Brilliant Books in Traverse City, Michigan is offering customers who bought Harper Lee's new controversial novel, "Go Set a Watchman," a full refund.
In a statement posted online, the independent bookstore claimed that the novel was not a sequel or prequel to Lee's bestselling novel "To Kill a Mockingbird." Instead, Brilliant Books claims, the novel was a "first draft that was originally, and rightfully, rejected."
"We suggest you view this work as an academic insight rather than as a nice summer novel. This situation is comparable to James Joyce's stunning work 'A Portrait of the Artist as a Young Man', and his original draft 'Stephen Hero,'" the statement read. "'Hero' was initially rejected, and Joyce reworked it into the classic 'Portrait'. 'Hero' was eventually released as an academic piece for scholars and fans—not as a new 'Joyce novel'. We would have been delighted to see “Go Set A Watchman” receive a similar fate."
CORAL GABLES, FL - JULY 14: The newly released book authored by Harper Lee, 'Go Set a Watchman', is seen on sale at the Books and Books store on July 14, 2015 in Coral Gables, Florida. The book went on sale today and is Lee's first book since she released her classic, 'To Kill A Mockingbird' ,55 years ago. (Photo by Joe Raedle/Getty Images)

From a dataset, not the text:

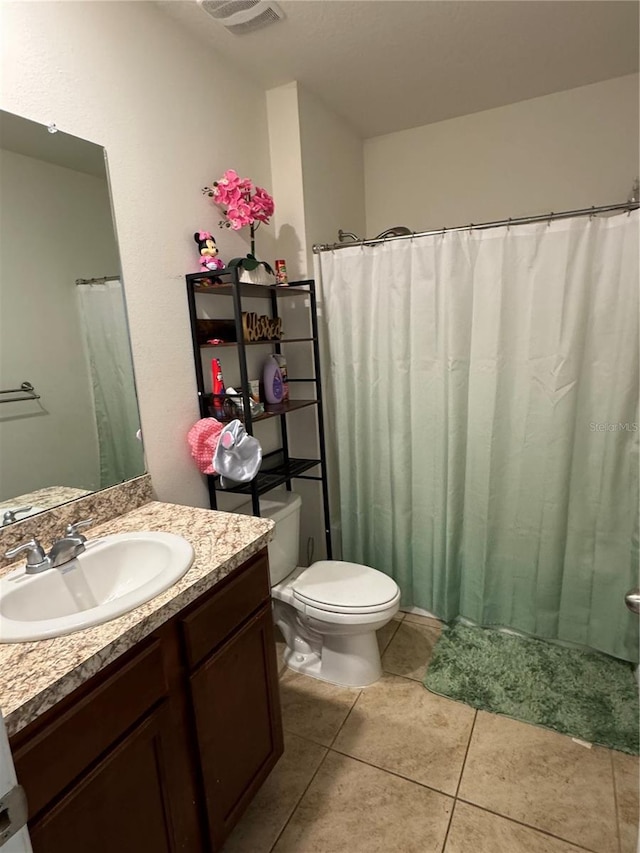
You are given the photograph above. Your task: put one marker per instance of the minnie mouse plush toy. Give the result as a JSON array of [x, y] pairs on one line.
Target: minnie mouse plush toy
[[209, 259]]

"It is disappointing and frankly shameful to see our noble industry parade and celebrate this as 'Harper Lee’s New Novel,'" the statement continued. "This is pure exploitation of both literary fans and a beloved American classic (which we hope has not been irrevocably tainted.) We therefore encourage you to view 'Go Set A Watchman' with intellectual curiosity and careful consideration; a rough beginning for a classic, but only that."
Peter Makin, the bookstore's owner, told Melville House Books that the store blamed HarperCollins Publishers for their "desperate attempt to get folks to buy the book before they realized what it actually was."
"We believe GSAW should have been an academic piece for scholars and fans, as we said. Not marketed as the next big thing," Makin said. "But I do think this whole episode points to a much larger issue in the publishing world. There’s a much repeated myth that independent bookstores are thriving. They aren’t. Some might be, and yes, there are more of them than ever, but that increase in capacity isn’t matched by an increase in overall book sales at independent bookstores."
Makin told the Detroit Free Press that one woman who bought the book from their store expressed her disappointment in the novel.
"Her disappointment was palpable, so I immediately apologized for being complicit in the marketing, and offered her a refund, which she accepted," Makin said. "I realized then that we needed to offer the same thing to all our customers, of which there were dozens across the country, and explain why."
"We are not offering refunds based on the quality of the book or its content. We are offering refunds to those who bought the book based on marketing that led them to believe it was something other than what it actually was," he added. "If you find yourself complicit in misleading a customer, you should make amends. Again, this isn't about whether they liked the book. Its about being misled by the marketing."
Makin said his store will continue to see Lee's novel but wish for readers to know exactly what they are purchasing.
CBS News reported that the novel set sales records on the day it was released.